Okay, running with `MAP_ANON | MAP_SHARED' proves to be a considerable improvement. On the other hand, the problem is not solved completely. There are still times, apparently during large garbage collections, that the machine bogs down substantially and `top' shows upwards of 98% of the time being spent in the kernel. (A lot of it is going to `kswapd'; I've seen this even before the onset of actual paging to the disk.) Sometimes it even becomes fairly unresponsive, but unlike before, it recovers after a couple of minutes. However, I think this will be enough of an improvement that I can continue my development efforts. Let me switch to a recent kernel (I'm still on SLES 9 SP2, a patched 2.6.5) and do some profiling. I'll get back to you with the results in a few days.

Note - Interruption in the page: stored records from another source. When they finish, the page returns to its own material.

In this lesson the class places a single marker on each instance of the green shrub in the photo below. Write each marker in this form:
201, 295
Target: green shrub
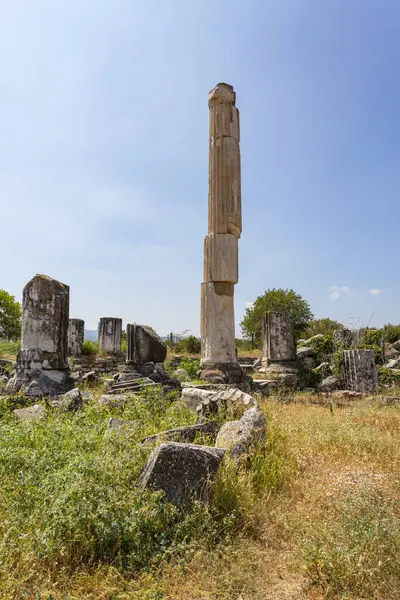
337, 362
356, 555
70, 496
89, 347
391, 333
378, 350
370, 337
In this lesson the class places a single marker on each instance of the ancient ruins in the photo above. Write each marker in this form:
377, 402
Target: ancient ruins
76, 335
110, 330
221, 244
279, 352
359, 370
42, 363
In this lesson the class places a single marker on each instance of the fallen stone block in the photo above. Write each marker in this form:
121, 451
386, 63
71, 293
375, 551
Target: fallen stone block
184, 472
113, 400
184, 434
238, 437
230, 400
30, 413
192, 397
72, 400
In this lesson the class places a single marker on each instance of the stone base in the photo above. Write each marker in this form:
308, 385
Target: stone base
222, 372
40, 382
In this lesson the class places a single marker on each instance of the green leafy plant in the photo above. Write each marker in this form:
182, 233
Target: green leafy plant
278, 300
357, 554
10, 316
391, 333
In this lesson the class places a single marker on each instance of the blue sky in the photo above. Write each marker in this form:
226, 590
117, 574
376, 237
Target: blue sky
104, 152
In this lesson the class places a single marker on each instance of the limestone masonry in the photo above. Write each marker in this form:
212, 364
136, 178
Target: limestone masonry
224, 229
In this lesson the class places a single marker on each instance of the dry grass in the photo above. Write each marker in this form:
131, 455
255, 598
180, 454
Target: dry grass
348, 457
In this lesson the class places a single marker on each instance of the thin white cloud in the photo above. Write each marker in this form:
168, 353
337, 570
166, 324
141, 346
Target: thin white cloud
336, 291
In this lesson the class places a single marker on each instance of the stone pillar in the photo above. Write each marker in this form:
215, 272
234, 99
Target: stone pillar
42, 363
342, 338
279, 353
359, 370
221, 244
110, 330
143, 345
76, 335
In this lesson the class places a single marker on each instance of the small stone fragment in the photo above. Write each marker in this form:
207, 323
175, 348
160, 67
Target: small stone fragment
30, 413
192, 397
184, 472
184, 434
237, 437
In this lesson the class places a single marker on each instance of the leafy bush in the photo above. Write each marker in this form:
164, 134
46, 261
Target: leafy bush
70, 496
9, 348
89, 347
391, 333
357, 555
370, 337
388, 376
10, 316
378, 350
281, 301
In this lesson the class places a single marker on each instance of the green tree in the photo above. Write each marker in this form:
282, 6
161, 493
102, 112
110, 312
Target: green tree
278, 300
10, 316
326, 326
391, 333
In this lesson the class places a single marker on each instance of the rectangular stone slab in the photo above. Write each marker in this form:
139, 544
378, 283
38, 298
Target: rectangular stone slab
217, 326
221, 258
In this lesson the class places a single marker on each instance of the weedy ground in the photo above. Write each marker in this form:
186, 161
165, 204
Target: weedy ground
314, 515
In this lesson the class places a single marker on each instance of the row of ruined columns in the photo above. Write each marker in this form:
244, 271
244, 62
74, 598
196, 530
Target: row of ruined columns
48, 336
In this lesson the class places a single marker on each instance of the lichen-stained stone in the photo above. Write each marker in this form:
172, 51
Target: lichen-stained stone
110, 329
144, 345
217, 326
238, 437
224, 229
76, 335
221, 258
359, 370
42, 363
184, 472
278, 337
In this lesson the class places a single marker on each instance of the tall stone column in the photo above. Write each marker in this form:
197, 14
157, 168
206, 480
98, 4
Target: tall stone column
143, 345
42, 363
221, 244
359, 370
110, 329
279, 353
76, 335
342, 338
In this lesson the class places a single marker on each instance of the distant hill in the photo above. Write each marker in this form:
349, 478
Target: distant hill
91, 334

Hi Scott, Any new developments/observations with the mprotect problem? Have you been running with the suggested solution ever since? How about newer kernel, have you tried it? Thanks, --Natalie
My recollection, which is a bit fuzzy, is that I did try a newer kernel (the one in SLES 10). It still didn't work, so I gave up and switched to Solaris. Solaris has no trace of this problem; I've run 35GB heaps without difficulty.
Still causes significant indigestion in 2.6.29rc8
Reply-To: akpm@linux-foundation.org On Tue, 17 Mar 2009 08:47:24 -0700 (PDT) bugme-daemon@bugzilla.kernel.org wrote: > http://bugzilla.kernel.org/show_bug.cgi?id=5493 > > > alan@lxorguk.ukuu.org.uk changed: > > What |Removed |Added > ---------------------------------------------------------------------------- > KernelVersion|2.6.13 |2.6.29 > > > > > ------- Comment #16 from alan@lxorguk.ukuu.org.uk 2009-03-17 08:47 ------- > Still causes significant indigestion in 2.6.29rc8 I don't think we know how to fix this :(
OMG, still open after 4 years :/
I've taken the time to come up with a patch that a) makes the vma prio trees somewhat more reuseable b) Usese a prio tree for the anon_vma lists as well. Timings for the test program provided by the original reporter increase significantly. See http://marc.info/?l=linux-kernel&m=126778234032288&w=2 for the patch.
Thank you!!!!
Updated and fixed patch at: http://marc.info/?l=linux-kernel&m=126847717927202&w=2 http://marc.info/?l=linux-kernel&m=126847735627431&w=2 http://marc.info/?l=linux-kernel&m=126847748527584&w=2
Thanks a lot!
What is the reason for this patch getting so little attention?